Broncos Analyst Suggests Best Move For Remaining Cap Space

Broncos head coach Sean Payton

The Denver Broncos turned a salary cap deficit into a $22.6 million surplus by releasing players and restructuring other contracts. While there are several ways to use that money, The Denver Post’s Parker Gabriel suggests saving most of that money for next season.

“Here’s one path forward: Stuff most of the rest in your pocket and don’t even think about it until 2025,” Gabriel wrote in his March 17 column. “The NFL allows teams to roll cap space over. Denver had been at about $10 million in rollover until having less than $1 million this year.”

Over The Cap reveals that the Broncos have the 11th largest cap space eight days after the 2024 league year started. However, assuming they will use all eight picks, it would take around $4 million to sign their draft picks.

“So, for estimate’s sake, let’s say Denver has $16 million to work with now. They’ll sign more players, though big, splashy contracts at this point would be a surprise. … Take $10 million and treat it as if you’re actually paying down $63 million of (Russell) Wilson’s dead cap rather than $53 million,” Gabriel added.

2 Reasons Saving Most of Their 2024 Cap Space Works to the Broncos’ Favor

GettyBroncos offensive guard Quinn Meinerz

First, letting their extra cap space roll into 2025 gives the Broncos additional cushion to offer contract extensions to their key players. “Save as much of it as you can and spend it next year on mega-extensions for Pat Surtain II and Quinn Meinerz,” Gabriel wrote in the same March 17 article.

After his first three seasons with the Broncos, Surtain II is eligible for a contract extension. His Pro Bowl and First Team All-Pro selections give him the leverage to command exponentially more significant money than his $1,055,000 base salary in 2024.

They can keep him for the 2025 season by exercising his $19,802,000 fifth-year option on or before May 2. This option buys them time to finalize a long-term agreement.

Meinerz will play under the final season of his four-year, $4.7 million rookie-scale contract. Spotrac reveals that the former Wisconsin-Whitewater standout played 96.5 percent of the team’s offensive snaps in 2023.

Pro Football Focus gave the offensive guard an impressive 83.7 overall grade and an 88.7 mark in run blocking. As PFF’s Thomas Valentine wrote in his January 25 article, “The Broncos running game averaged just four yards per carry in 2023, but Meinerz was nothing but a positive force for the team. It’s ugly work, but someone has to do it. Meinerz proved there aren’t many who can do it better.”

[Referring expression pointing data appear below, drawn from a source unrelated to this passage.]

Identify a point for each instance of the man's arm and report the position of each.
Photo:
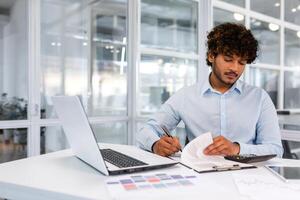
(168, 116)
(268, 136)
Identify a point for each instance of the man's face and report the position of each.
(227, 69)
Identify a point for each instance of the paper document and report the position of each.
(266, 187)
(193, 156)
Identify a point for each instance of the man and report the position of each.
(242, 118)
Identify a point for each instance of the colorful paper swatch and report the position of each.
(153, 181)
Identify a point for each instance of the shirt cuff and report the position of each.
(151, 139)
(245, 148)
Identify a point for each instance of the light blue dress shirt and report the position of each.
(243, 114)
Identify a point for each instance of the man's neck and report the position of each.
(218, 84)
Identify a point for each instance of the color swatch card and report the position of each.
(154, 185)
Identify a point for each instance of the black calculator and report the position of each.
(250, 158)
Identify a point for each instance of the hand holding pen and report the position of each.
(167, 144)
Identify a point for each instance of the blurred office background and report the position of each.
(125, 58)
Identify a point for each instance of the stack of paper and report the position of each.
(193, 156)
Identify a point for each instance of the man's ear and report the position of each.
(211, 58)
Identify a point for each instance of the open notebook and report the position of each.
(193, 157)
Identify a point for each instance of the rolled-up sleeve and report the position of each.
(168, 116)
(268, 137)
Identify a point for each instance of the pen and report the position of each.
(167, 133)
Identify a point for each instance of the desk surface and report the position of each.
(60, 175)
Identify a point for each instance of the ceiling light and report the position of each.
(257, 23)
(273, 27)
(238, 16)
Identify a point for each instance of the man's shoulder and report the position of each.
(251, 89)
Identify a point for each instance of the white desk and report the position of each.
(60, 175)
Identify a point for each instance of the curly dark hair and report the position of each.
(232, 39)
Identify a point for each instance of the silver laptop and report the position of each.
(109, 159)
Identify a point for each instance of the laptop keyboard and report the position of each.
(120, 160)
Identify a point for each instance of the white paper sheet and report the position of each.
(193, 156)
(266, 187)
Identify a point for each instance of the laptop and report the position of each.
(109, 159)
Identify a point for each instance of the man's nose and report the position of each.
(235, 66)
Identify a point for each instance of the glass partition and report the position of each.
(170, 25)
(13, 144)
(13, 60)
(83, 52)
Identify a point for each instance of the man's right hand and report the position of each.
(166, 146)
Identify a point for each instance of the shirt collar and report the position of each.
(206, 87)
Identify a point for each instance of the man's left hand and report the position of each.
(222, 146)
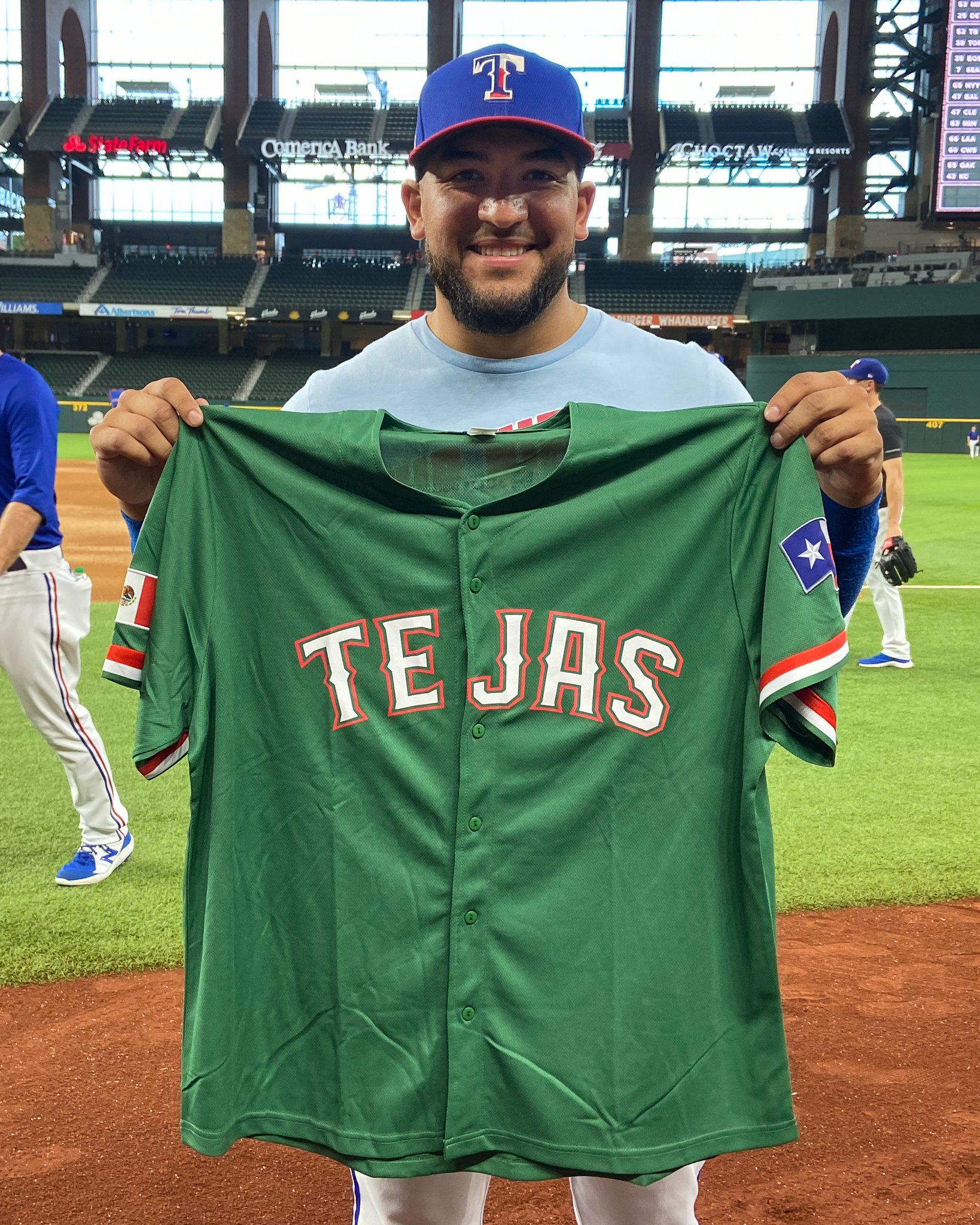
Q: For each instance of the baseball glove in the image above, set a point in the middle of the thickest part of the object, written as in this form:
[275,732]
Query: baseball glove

Second, Denver can use the cap surplus this season to re-sign their 2024 free-agent acquisitions. “Prepare for bigger cap hits from 2023 free-agent additions like Mike McGlinchey, Ben Powers, and Zach Allen. After converting all of their salaries to bonuses for 2024, their combined cap charges this year are a paltry $21.65 million. Currently for 2025, the trio combines to charge $61.03 million,” Gabriel suggested.

Broncos Insider Raises Concern Regarding Surging Salary Cap

GettyBroncos cornerback Pat Surtain II

While the Broncos got some relief when the salary cap ballooned from $224.8 million to $255.4 million, Denver Sports’ Andrew Mason pointed out a grim reality with the substantial increase.

“But here’s the catch: everything becomes more expensive,” Mason shared with co-host Cecil Lammey on the February 24 episode of the “Orange and Blue Today” podcast. “For example, if you start looking at the horizon at Pat Surtain’s eventual contract. … You see that cap rising, quarterback costs rise, every premier player sees their price tag rise.”

As a one-time All-Pro and a two-time Pro Bowler, Surtain deserves to get paid top dollar. Therefore, his contract extension exceeds Jaire Alexander’s $21 million annual average value and trumps Denzel Ward’s five-year, $100.5 million deal with the Cleveland Browns.

Aside from Surtain, who he feels could easily command a $25 million annual salary, Mason urged the Broncos to consider selecting a quarterback in the April 2024 rookie draft. “By the way, quarterbacks get more expensive, which is another reason why you gotta look at the draft and ideally find that cost-control quarterback for the next five years,” he added.